The WSJ's Craig Karmin has an interesting article on pensions ("Pension Bills to Surge"):
Everyone acknowledges we have to hire good teachers, police officers, and firefighters; however, to prevent the public sector unions from taking more taxpayer funds than necessary, taxpayers need to be ever-vigilant. After all, that's our money and our children's money they're investing and taking.
Public pensions are an especially difficult issue to resolve, because they represent a long-term taxpayer liability. Thus, taxes and services do not need to be immediately raised or cut even if a pension's actuarial projections are incorrect. This absence of a short-term trigger makes it harder to alert taxpayers to the slowly ticking time bomb of pension liabilities.
California's problems are acute because even if pension assets decline substantially, payouts do not change. For example: if a California public pension loses 20% of its assets in one year, retirees still get paid the same amount, even though the pension has to dip into its assets to make the payouts. Why is this a problem?

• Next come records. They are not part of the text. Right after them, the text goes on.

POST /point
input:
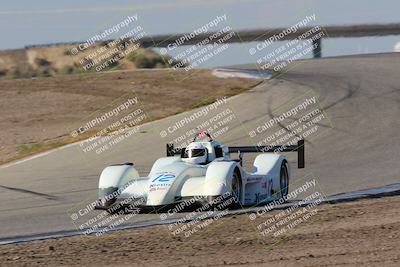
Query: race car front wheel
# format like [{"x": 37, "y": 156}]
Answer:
[
  {"x": 236, "y": 189},
  {"x": 284, "y": 181}
]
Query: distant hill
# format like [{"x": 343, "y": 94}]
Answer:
[{"x": 61, "y": 59}]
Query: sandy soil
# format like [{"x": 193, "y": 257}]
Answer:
[
  {"x": 40, "y": 113},
  {"x": 359, "y": 233}
]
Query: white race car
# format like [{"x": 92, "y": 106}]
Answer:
[{"x": 204, "y": 171}]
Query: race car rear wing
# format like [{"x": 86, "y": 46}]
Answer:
[{"x": 299, "y": 148}]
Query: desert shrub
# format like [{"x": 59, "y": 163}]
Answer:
[
  {"x": 16, "y": 73},
  {"x": 42, "y": 62},
  {"x": 66, "y": 70}
]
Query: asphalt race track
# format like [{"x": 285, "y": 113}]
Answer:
[{"x": 359, "y": 148}]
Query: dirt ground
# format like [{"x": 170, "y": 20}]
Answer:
[
  {"x": 358, "y": 233},
  {"x": 40, "y": 113}
]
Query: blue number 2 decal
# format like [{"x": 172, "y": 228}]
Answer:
[{"x": 164, "y": 178}]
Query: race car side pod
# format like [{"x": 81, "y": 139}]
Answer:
[
  {"x": 280, "y": 148},
  {"x": 171, "y": 151}
]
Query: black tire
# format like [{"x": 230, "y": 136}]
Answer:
[{"x": 284, "y": 181}]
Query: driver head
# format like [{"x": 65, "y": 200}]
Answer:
[{"x": 195, "y": 153}]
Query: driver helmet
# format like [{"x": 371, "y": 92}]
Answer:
[{"x": 195, "y": 153}]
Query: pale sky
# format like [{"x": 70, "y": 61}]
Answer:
[{"x": 26, "y": 22}]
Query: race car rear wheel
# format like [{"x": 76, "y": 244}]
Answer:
[
  {"x": 236, "y": 189},
  {"x": 284, "y": 181}
]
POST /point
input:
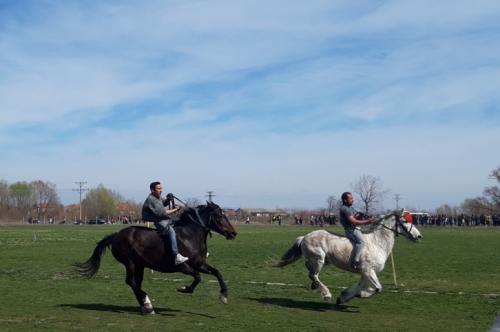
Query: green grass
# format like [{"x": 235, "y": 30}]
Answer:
[{"x": 448, "y": 282}]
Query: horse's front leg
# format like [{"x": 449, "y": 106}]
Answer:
[
  {"x": 196, "y": 279},
  {"x": 134, "y": 279},
  {"x": 364, "y": 289},
  {"x": 314, "y": 267},
  {"x": 372, "y": 278},
  {"x": 206, "y": 268}
]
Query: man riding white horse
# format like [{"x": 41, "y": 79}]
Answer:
[{"x": 351, "y": 227}]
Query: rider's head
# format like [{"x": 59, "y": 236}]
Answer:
[
  {"x": 156, "y": 188},
  {"x": 347, "y": 198}
]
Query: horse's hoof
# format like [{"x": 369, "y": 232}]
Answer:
[{"x": 148, "y": 311}]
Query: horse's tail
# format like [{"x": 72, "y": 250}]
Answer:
[
  {"x": 91, "y": 266},
  {"x": 290, "y": 256}
]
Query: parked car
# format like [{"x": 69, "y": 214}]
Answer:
[{"x": 98, "y": 222}]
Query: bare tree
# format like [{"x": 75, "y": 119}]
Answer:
[
  {"x": 47, "y": 200},
  {"x": 192, "y": 202},
  {"x": 489, "y": 202},
  {"x": 493, "y": 193},
  {"x": 370, "y": 190},
  {"x": 22, "y": 197},
  {"x": 4, "y": 196},
  {"x": 101, "y": 202}
]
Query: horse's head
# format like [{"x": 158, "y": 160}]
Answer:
[
  {"x": 218, "y": 222},
  {"x": 405, "y": 227}
]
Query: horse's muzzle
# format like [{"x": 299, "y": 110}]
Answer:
[{"x": 231, "y": 236}]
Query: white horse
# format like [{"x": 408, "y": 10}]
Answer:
[{"x": 322, "y": 247}]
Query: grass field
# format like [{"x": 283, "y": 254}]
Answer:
[{"x": 448, "y": 282}]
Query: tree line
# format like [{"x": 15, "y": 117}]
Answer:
[{"x": 39, "y": 200}]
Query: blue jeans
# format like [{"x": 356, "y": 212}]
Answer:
[
  {"x": 358, "y": 241},
  {"x": 165, "y": 228}
]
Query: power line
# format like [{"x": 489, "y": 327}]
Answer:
[
  {"x": 397, "y": 200},
  {"x": 80, "y": 190},
  {"x": 210, "y": 195}
]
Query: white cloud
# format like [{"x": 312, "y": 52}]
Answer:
[{"x": 265, "y": 103}]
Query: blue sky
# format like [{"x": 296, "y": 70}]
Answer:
[{"x": 266, "y": 103}]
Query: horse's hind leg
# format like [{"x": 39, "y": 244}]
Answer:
[
  {"x": 134, "y": 278},
  {"x": 314, "y": 267},
  {"x": 206, "y": 268}
]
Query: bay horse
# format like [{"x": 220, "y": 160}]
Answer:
[
  {"x": 139, "y": 247},
  {"x": 323, "y": 247}
]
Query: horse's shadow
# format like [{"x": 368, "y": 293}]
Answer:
[
  {"x": 305, "y": 305},
  {"x": 117, "y": 309}
]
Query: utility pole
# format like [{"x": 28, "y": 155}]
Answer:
[
  {"x": 80, "y": 191},
  {"x": 397, "y": 199},
  {"x": 210, "y": 195}
]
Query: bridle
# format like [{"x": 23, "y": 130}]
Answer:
[{"x": 198, "y": 220}]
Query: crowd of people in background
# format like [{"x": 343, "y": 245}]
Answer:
[{"x": 462, "y": 220}]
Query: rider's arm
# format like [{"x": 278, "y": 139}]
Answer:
[
  {"x": 175, "y": 209},
  {"x": 357, "y": 222}
]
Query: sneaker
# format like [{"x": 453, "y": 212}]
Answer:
[
  {"x": 356, "y": 266},
  {"x": 179, "y": 259}
]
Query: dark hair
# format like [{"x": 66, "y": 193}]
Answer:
[
  {"x": 344, "y": 196},
  {"x": 153, "y": 185}
]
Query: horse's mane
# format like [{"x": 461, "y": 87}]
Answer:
[{"x": 378, "y": 220}]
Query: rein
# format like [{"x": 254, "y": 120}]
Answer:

Dipping into a pension's assets usually means the pension is underfunded and will need higher-than-normal returns or more taxes to keep paying retirees. So either taxpayers are on the hook for ever-expanding retiree benefits, GM-style, or pension funds have to take risky investing strategies to bridge the gap between payouts and assets. No incentive exists for prudence. It doesn't have to be this way.
Wisconsin has a prudent policy "of adjusting the amount of benefits paid based on the pension fund's performance." Although this policy causes to retirees receive a benefit reduction, it also creates incentives for conservative investments and fewer tax hikes. If a pension doesn't do well, at least retirees will complain and hopefully cause some changes to be made to sustain the pension without a call for higher taxes (yes, this is partly wishful thinking, but at least someone becomes accountable more immediately). The WSJ also points out that some state employees could be switched to 401k plans, which is something I've advocated in the past. (See here.)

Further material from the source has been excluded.